We recommend you use days of supply condition to know your restock time.
Finally, you can also use days of supply as an indicator to track your product performance and see if the product is still worthy to sell.
The Sub Conditions
Besides the main conditions that we have explained, such as Inventory Age and Days of supply you can add sub conditions to sharpen your repricing strategy when you set up the Conditional Repricer. The Sub conditions are not main conditions in Inventory Age and Days of Supply modes.
Available Quantity is the number of sellable units that you have in stock to fulfill orders.

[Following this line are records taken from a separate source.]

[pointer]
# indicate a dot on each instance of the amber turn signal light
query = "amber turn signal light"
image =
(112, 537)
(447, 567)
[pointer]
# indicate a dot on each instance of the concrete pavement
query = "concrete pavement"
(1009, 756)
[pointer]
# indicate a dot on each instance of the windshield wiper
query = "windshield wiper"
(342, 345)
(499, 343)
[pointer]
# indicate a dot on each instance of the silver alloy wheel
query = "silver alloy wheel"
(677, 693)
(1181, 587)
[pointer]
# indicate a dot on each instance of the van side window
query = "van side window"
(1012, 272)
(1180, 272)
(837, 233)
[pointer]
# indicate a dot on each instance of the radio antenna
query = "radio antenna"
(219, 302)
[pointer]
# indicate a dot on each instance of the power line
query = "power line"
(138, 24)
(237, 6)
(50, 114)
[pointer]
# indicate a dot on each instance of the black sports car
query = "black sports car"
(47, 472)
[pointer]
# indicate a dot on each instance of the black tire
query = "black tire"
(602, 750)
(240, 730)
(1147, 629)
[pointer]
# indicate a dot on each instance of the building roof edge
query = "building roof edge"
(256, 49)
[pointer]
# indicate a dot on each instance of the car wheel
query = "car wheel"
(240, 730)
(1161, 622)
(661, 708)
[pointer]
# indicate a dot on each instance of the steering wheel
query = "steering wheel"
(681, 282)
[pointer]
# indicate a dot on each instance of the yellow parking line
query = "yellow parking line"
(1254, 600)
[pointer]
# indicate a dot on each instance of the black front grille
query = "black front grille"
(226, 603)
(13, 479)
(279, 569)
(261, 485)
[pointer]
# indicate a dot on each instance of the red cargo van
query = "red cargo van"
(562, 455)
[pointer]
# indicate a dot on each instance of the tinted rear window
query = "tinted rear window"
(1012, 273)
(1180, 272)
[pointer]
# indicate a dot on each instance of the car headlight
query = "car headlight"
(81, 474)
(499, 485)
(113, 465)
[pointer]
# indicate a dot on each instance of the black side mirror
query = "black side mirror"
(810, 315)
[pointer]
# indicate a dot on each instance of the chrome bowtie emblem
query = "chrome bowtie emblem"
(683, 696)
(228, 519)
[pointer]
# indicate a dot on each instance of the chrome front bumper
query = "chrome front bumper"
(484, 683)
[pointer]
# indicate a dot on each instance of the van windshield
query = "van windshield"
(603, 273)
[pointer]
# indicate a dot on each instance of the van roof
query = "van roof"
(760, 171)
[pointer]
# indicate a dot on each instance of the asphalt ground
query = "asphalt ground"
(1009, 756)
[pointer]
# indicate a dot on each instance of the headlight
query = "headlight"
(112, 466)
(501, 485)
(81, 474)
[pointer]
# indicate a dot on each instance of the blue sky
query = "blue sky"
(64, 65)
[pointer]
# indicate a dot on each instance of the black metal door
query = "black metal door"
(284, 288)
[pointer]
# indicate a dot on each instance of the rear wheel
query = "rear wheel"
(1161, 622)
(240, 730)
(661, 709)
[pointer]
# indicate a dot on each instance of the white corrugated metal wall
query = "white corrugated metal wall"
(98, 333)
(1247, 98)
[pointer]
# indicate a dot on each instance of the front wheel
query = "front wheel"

Available units don’t include units that are pending removal.
Inbound Quantity is the number of units on their way to the FBA warehouse.
Storage Type: storage sub condition uses the nature of the products, there are 5 categories.
Estimated Excess: it is an Amazon forecast that indicates which product(s) in your inventory will cost you more to keep and pay storage fee than to reduce by repricing or liquidating.
Estimated Long Term Storage Fee: This rule gives the estimated long term storage fee when your inventory has been in fulfilment center for more than 365 days.
Estimated Long Term Storage Units: It is the estimated number of units that will be considered as long-term storage fees on your next charge date, assuming you did not realize more sales.
We have specifically designed Conditional Repricer to give you more flexibility in your repricing strategy and help you to spot and sell off the products that may compromise your sales performance so you can improve your IPI score. From now on, you have more customizable options that adapt to your needs.
Finally, with our Conditional Repricer you have different way of monitoring your stock and a better flexibility to reprice your listings on Amazon.